The location was what attracted the East India Company in the first place. The Singapore Strait was the main sea channel between the Indian Ocean and the South China Sea. Singapore quickly became, after its founding in 1819, the hub for exports/re-exports to the region and other parts of Asia.
2. Singapore was an impregnable fortress
In the lead-up to the Japanese Invasion in World War II, Singapore was built up by Whitehall as an impregnable bastion of British military might. With big guns placed to face an invasion from the southern seafront, it looked that way. The British just did not expect the Japanese to come from the north, on land through Johor. Lieutenant-General Arthur Percival surrendered to General Yamashita Tomoyuki on 15 February 1942.
3 . Singapore’s public housing scheme began with HDB
No, the housing programme was started by the Singapore Improvement Trust (SIT), predecessor of the Housing and Development Board. The SIT was formed as far back as 1927 and undertook a number of housing projects, including for the poor, till its dissolution in 1959 when the HDB was formed.

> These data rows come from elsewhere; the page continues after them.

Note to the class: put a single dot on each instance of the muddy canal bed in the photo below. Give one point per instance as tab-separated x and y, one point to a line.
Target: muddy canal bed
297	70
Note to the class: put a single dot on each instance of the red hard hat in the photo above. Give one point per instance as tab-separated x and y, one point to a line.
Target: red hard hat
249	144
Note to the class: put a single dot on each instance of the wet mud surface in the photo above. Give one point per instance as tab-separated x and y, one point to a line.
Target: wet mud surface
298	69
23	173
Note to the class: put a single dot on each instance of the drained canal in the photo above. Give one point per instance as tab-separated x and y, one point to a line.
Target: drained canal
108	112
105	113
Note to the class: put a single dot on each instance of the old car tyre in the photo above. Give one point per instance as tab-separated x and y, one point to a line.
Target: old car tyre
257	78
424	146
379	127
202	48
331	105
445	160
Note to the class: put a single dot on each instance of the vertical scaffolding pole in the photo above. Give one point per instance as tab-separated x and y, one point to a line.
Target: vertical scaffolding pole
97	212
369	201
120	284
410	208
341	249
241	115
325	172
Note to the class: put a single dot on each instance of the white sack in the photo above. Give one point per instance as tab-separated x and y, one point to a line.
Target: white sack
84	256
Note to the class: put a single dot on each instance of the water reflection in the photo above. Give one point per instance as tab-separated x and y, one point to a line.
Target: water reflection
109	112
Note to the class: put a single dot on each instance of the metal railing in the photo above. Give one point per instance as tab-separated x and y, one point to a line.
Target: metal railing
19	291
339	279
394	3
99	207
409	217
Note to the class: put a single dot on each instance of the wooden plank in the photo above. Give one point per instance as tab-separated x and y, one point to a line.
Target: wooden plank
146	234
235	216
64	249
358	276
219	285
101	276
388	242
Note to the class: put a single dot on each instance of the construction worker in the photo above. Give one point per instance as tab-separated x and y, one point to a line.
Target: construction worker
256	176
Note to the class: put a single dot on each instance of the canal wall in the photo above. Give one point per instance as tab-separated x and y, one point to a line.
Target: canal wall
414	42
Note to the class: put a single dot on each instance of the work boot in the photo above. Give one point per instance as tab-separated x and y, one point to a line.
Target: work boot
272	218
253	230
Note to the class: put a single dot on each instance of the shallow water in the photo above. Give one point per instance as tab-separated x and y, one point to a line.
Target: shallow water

4. The Road To Singapore was filmed in Singapore
The name Singapore was immortalised into Tinseltown folklore by this 1940 Paramount film which starred Big Crosby, Bob Hope and Dorothy Lamour. But one could not imagine America filmmakers risking their lives travelling to Singapore when World War II was already in full swing. Most of the action took place in Paramount studio in Hollywood.
5. Singapore never had a world champion in a major internationally recognised sport before the table tennis imports
We had. Badminton champion Wong Peng Soon won the All-England singles title in 1950, 1951, 1952 and 1955. The All-England was the de facto world badminton championships at that time.
Tan Bah Bah is a retired journalist. He was a senior leader writer/columnist with The Straits Times and managing editor of a local magazine company.